Austria’s banking secrecy has deep traditional roots. This means that banks protect their clients’ data in accordance with statutory regulations. Nonetheless, various reports were published in the media at the beginning of 2013 saying that Austria had consented to lifting its banking secrecy. The United States reportedly put enormous pressure on the Austrian government by threatening that in the future Austrian banks would not be allowed to do business in the United States if they failed to cooperate with the automatic exchange of information. Former State Secretary of Finance Weekers later said he anticipated that automatic information exchange would be the norm in EU countries with effect from 2015.
The EU Ministers of Finance met in Brussels at the end of 2013. Despite Austria’s earlier assent, no agreement was reached during this meeting to switch to automatic information exchange for the whole of Europe. Several sources revealed that Austria and Luxembourg, among others, frustrated the decision-making.
As a result of these deadlocked negotiations, parliamentary questions were submitted on whether or not to abolish banking secrecy in the European Union. Weekers states that the question is not whether or not banking secrecy will be abolished but when this will occur (Letter from the State Secretary of Finance, 17 December 2013, no. AFP/2013/871. ‘It is important to Luxembourg and Austria that they have a level playing field with their Swiss competitor. If Switzerland lifts their banking secrecy, it will be easier for Luxembourg and Austria to follow suit.’ There is no doubt that the Swiss banking secrecy is under pressure (read in Dutch: ‘Het bankgeheim ontrafeld’). According to Weekers it is only a matter of time before banking secrecy is completely abolished within the European Union.

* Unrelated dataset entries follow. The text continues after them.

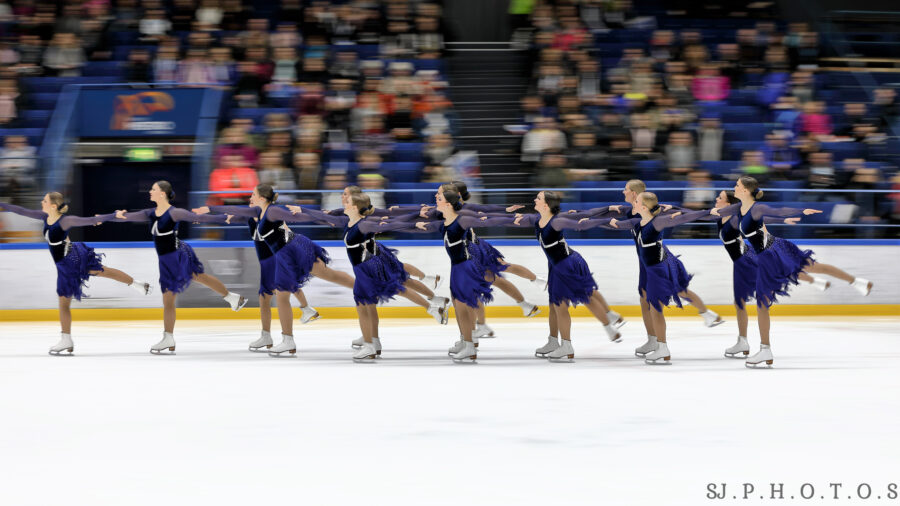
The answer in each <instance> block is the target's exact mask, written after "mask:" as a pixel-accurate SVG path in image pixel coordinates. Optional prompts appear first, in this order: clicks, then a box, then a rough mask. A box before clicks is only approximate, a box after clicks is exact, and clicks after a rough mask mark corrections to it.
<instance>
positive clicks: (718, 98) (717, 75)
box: [691, 65, 731, 102]
mask: <svg viewBox="0 0 900 506" xmlns="http://www.w3.org/2000/svg"><path fill="white" fill-rule="evenodd" d="M730 88H731V83H730V82H729V81H728V78H727V77H725V76H723V75H720V74H719V69H718V68H716V66H715V65H704V66H703V68H701V69H700V72H699V73H698V74H697V76H695V77H694V80H693V81H692V82H691V93H693V95H694V98H696V99H697V100H700V101H705V102H719V101H722V100H725V99H726V98H728V94H729V92H730Z"/></svg>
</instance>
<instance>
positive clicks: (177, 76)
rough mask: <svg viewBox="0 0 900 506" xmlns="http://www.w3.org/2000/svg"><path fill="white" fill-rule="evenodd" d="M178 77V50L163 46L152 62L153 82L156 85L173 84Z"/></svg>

Weekers temporarily relaxed the voluntary disclosure scheme on 2 September 2013. Easing the rules means that the fine of 30% will not be imposed if those with undeclared savings report to the Tax Authorities before 1 July 2014. This relaxation also applies to voluntary disclosures submitted before 2 September 2013 for which the fine ruling has not become final. Given that there is no automatic information exchange between Austria and the Netherlands, Dutch taxpayers with undeclared assets in Austria may still benefit from the temporary easing of the voluntary disclosure scheme.